As well as accommodating passengers, the Big Four Station served as a company office building. Along with the ticket office and waiting room on the first floor were the offices of the supervisor, train master, track supervisor, and bridge and building supervisor. On the second floor were the offices of the Division Engineer Superintendent, train timekeeper, train dispatcher, railroad telephone office and clerk's office.

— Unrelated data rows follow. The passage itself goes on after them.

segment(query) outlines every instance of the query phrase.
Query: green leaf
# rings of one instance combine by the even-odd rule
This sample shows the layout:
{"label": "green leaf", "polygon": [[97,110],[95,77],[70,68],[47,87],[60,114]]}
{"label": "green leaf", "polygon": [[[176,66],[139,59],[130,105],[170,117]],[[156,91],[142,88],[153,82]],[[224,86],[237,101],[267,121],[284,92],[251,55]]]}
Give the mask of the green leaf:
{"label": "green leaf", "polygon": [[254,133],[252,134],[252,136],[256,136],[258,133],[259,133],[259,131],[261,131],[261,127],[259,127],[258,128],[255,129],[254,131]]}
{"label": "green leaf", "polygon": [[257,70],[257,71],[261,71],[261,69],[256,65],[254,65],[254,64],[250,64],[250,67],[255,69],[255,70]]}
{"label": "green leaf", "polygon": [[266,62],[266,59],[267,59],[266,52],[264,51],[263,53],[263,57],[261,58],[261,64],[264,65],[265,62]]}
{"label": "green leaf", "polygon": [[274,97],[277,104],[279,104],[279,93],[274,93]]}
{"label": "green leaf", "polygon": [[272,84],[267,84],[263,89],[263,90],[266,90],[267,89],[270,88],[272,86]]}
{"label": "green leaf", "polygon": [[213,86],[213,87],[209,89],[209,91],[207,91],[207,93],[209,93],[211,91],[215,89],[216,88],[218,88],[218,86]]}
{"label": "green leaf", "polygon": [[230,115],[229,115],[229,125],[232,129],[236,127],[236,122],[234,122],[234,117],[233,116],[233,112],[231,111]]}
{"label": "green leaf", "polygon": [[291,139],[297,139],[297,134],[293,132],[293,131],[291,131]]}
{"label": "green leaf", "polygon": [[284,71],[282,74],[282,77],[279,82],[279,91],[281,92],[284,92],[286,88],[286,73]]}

In 1870 the city of Mattoon encouraged the Big Four to move its shops to town by donating 30 acres of land for their location. The economics of Mattoon revolved around the railroads for more than 80 years. A high mark of prosperity was reached in 1913 with 782 people employed by the Big Four; 435 of these being shop men. Major improvements were made in 1910 with the construction of a new roundhouse, terminal facilities and coal dock. Coal shipments were considerable in the years to follow and the Mattoon shops repaired the coal cars as well as performing repair and maintenance on other railroad cars and steam engines. A former shop employee reports that 80 engines;were worked on in the Mattoon roundhouse during a 24 hour period during World War II.
Activity on the Big Four continued to be good from 1910 to 1950. The passage of troop trains through Mattoon was a common sight during the World War I and World War II years. During World War II, some local excitement was generated when a Kansas bound train carrying German prisoners of war went through. On September 23, 1935, eleven additional trains passed westward through Mattoon carrying members of the American Legion and their wives to the 17th annual convention in St. Louis. From six to eight thousand people gathered in the area around the Big Four Station on October 30, 1948 to hear President Harry S. Truman make his final campaign speech from the rear platform of a Missouri bound 16 car train. A former depot employee has estimated that at least 12 to 15 passenger trains stopped at the depot a day. These are just a few of the many activities that occurred in the shadow of the Big Four Station which affected the lives of Mattoon's residents and the city's economic atmosphere.
The diesel engine began to gradually appear on the railroad in the 1930's. This engineering marvel seemed to signal the beginning of railroad decline and in 1953 the Big Four moved 25 percent of its steam power maintenance work out of town due to dieselization. The last of the buildings comprising the Big Four shops have been removed and this 30 acre site presently stands vacant. A few other railroad-related structures remain standing and include a small Railway Express Agency building and a renovated freight building.
The station was demolished in March 2004 after significant deterioration.